A considerable 'practice'  article in Communications of the ACM.   Where are we and where are we going?   Not too far off from further mixing computing and human judgement.  ....  But the human side is judging the advice and interaction differently.   But how?

The Effects of Mixing Machine Learning and Human Judgment

September 16, 2019
Volume 17, issue 4

Collaboration between humans and machines does not necessarily lead to better outcomes.
By 

In 1997 IBM's Deep Blue software beat the World Chess Champion Garry Kasparov in a series of six matches. Since then, other programs have beaten human players in games ranging from Jeopardy to Go. Inspired by his loss, Kasparov decided in 2005 to test the success of Human+AI pairs in an online chess tournament.2 He found that the Human+AI team bested the solo human. More surprisingly, he also found that the Human+AI team bested the solo computer, even though the machine outperformed humans.

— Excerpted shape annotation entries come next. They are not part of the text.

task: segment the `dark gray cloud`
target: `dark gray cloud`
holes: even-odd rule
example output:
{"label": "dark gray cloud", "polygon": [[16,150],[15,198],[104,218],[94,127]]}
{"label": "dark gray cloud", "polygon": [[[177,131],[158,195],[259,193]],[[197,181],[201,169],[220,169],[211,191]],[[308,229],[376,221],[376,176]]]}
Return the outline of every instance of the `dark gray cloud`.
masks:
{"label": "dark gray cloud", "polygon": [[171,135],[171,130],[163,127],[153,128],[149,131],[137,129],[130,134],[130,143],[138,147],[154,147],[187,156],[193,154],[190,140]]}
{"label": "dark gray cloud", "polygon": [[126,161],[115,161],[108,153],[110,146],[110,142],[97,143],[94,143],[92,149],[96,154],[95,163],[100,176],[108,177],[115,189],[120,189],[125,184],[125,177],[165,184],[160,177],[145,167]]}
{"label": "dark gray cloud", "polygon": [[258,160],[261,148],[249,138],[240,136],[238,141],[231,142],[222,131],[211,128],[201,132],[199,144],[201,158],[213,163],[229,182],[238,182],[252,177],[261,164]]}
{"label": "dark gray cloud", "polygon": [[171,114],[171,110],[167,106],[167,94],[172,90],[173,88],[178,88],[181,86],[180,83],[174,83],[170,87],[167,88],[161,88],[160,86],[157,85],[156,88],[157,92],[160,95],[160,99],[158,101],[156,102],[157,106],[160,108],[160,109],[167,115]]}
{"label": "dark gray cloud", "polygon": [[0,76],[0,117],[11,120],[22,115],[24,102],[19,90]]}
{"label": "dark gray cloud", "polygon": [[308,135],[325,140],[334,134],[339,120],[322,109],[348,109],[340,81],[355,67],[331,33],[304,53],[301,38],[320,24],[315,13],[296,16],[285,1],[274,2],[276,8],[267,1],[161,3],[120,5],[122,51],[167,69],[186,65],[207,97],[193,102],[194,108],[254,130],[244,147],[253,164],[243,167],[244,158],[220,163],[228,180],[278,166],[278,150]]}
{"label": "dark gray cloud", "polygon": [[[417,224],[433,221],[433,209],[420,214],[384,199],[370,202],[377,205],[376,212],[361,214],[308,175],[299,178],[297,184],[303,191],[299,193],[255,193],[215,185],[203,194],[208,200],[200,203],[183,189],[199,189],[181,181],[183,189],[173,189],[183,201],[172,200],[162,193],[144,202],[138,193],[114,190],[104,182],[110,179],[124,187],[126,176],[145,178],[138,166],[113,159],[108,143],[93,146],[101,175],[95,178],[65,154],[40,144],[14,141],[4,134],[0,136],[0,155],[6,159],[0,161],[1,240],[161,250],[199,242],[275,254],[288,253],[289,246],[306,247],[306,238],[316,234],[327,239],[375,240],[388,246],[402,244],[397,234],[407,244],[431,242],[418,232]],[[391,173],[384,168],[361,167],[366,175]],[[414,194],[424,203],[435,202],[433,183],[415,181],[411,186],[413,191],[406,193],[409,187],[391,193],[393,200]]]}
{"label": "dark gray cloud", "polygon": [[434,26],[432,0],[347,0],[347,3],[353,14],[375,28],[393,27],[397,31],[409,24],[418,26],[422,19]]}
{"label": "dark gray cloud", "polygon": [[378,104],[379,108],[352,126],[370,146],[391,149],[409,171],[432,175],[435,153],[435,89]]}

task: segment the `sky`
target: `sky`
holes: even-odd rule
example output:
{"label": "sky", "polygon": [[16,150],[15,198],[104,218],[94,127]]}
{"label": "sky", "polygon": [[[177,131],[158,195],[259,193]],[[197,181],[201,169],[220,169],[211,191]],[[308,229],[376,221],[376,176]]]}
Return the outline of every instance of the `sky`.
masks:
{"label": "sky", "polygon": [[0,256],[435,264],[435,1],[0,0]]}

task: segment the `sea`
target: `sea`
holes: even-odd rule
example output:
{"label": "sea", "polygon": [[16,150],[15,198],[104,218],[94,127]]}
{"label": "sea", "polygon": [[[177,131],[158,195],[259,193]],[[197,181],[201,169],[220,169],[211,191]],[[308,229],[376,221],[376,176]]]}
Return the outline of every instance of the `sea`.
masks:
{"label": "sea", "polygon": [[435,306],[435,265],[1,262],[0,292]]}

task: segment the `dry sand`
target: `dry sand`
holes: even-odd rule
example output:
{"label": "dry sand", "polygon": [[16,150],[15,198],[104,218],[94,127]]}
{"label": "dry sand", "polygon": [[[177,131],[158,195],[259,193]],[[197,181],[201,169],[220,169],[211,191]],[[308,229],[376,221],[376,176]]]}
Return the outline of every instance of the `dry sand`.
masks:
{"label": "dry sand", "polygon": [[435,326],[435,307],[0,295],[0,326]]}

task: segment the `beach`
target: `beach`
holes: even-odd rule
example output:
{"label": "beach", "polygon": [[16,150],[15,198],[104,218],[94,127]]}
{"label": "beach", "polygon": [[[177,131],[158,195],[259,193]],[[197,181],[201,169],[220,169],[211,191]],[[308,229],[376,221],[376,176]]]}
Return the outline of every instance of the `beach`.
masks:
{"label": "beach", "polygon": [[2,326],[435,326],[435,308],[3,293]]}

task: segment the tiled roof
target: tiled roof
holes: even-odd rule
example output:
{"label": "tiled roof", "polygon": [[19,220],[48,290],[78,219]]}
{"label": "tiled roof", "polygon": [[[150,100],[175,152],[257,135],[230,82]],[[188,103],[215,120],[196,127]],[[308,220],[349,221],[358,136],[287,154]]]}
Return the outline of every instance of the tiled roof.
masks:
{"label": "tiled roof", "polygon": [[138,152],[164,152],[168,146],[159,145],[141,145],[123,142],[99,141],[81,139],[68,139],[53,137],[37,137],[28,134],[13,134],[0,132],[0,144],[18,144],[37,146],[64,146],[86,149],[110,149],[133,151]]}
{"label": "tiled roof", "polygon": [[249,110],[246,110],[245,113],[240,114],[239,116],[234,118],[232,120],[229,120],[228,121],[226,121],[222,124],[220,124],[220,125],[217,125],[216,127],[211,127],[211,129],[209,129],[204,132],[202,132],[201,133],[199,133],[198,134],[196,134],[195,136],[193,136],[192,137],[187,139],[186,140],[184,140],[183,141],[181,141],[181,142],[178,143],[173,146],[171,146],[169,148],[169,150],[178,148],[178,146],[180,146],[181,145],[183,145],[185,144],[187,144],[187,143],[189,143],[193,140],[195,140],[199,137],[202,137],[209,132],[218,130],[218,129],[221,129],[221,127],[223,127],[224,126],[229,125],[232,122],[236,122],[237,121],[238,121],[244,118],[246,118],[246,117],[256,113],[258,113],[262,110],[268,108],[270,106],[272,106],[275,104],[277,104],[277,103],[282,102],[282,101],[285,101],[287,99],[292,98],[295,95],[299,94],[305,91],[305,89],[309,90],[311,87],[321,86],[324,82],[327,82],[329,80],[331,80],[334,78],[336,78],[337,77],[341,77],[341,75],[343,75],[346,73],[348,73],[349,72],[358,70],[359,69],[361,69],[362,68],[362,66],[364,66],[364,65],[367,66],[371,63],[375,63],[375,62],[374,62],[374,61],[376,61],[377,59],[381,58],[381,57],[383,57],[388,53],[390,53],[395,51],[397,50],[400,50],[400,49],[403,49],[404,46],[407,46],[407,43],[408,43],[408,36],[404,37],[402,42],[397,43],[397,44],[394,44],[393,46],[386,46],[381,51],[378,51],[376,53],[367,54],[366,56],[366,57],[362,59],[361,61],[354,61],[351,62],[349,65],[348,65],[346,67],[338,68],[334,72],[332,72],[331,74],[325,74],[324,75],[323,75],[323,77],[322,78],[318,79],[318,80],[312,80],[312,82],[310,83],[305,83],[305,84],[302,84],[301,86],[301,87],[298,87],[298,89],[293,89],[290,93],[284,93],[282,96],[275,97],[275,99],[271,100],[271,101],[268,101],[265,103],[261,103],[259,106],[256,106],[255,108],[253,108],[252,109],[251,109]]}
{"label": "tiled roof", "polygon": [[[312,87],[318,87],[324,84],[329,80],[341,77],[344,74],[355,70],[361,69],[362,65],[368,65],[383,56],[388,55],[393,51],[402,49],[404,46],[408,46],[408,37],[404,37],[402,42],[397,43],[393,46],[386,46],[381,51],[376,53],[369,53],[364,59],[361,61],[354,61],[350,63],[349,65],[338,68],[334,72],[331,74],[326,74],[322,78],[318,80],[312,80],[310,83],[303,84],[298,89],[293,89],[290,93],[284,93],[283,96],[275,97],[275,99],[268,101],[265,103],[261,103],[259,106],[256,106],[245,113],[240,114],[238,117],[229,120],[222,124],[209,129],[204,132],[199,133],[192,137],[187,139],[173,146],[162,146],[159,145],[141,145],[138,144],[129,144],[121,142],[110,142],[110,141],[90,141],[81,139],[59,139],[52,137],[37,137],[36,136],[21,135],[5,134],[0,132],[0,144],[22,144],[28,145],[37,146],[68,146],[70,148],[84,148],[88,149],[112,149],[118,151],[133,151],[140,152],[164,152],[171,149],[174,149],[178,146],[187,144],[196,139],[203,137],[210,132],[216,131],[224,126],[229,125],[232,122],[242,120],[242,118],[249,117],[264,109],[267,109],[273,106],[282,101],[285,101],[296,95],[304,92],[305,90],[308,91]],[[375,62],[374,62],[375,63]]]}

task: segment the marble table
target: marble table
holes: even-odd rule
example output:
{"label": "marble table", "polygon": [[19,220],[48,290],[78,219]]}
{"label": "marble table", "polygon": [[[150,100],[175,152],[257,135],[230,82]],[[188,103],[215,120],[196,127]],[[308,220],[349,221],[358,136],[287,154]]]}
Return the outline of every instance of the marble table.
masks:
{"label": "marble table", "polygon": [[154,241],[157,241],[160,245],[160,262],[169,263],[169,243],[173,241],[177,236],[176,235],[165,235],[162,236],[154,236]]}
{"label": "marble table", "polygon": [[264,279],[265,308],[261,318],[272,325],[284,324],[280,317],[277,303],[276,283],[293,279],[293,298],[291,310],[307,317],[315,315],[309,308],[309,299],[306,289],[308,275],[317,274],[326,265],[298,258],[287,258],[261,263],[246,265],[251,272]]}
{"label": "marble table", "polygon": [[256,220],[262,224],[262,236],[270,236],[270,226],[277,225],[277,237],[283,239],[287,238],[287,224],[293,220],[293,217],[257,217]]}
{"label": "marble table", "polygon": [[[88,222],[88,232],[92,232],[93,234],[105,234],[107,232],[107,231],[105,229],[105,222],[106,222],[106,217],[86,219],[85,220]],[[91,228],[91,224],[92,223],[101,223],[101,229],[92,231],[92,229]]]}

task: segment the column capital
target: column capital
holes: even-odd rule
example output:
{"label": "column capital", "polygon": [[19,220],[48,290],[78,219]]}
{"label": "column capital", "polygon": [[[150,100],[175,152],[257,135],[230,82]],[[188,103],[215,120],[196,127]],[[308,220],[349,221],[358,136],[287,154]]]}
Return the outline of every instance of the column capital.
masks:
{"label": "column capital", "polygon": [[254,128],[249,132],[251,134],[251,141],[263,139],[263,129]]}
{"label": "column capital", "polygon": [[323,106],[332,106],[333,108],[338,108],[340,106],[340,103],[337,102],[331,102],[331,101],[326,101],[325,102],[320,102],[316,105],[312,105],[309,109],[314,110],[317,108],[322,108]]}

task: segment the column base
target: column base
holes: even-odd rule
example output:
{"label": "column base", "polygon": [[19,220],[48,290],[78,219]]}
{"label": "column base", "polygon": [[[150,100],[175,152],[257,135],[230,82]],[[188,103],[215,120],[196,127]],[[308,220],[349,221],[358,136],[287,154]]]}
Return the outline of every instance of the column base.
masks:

Researchers explain this phenomenon by emphasizing that humans and machines excel in different dimensions of intelligence.9 Human chess players do well with long-term chess strategies, but they perform poorly at assessing the millions of possible configurations of pieces. The opposite holds for machines. Because of these differences, combining human and machine intelligence produces better outcomes than when each works separately. People also view this form of collaboration between humans and machines as a possible way to mitigate the problems of bias in machine learning, a problem that has taken center stage in recent months.12

We decided to investigate this type of collaboration between humans and machines using risk-assessment algorithms as a case study. In particular, we looked at the COMPAS (Correctional Offender Management Profiling for Alternative Sanctions) algorithm, a well-known (perhaps infamous) risk-prediction system, and its effect on human decisions about risk. Many state courts use algorithms such as COMPAS to predict defendants' risk of recidivism, and these results inform bail, sentencing, and parole decisions.

Prior work on risk-assessment algorithms has focused on their accuracy and fairness, but it has not addressed their interactions with human decision makers who serve as the final arbitrators. In one study from 2018, Julia Dressel and Hany Farid compared risk assessments from the COMPAS software and Amazon Mechanical Turk workers, and found that the algorithm and the humans achieved similar levels of accuracy and fairness.6 This study signals an important shift in the literature on risk-assessment instruments by incorporating human subjects to contextualize the accuracy and fairness of the algorithms. Dressel and Farid's study, however, divorces the human decision makers and the algorithm when, in fact, the current model indicates that humans and algorithms would work in tandem.

Our work, consisting of two experiments, therefore first explores the influence of algorithmic risk assessments on human decision-making and finds that providing the algorithm's predictions does not significantly affect human assessments of recidivism. The follow-up experiment, however, demonstrates that algorithmic risk scores act as anchors that induce a cognitive bias: If we change the risk prediction made by the algorithm, participants assimilate their predictions to the algorithm's score..... "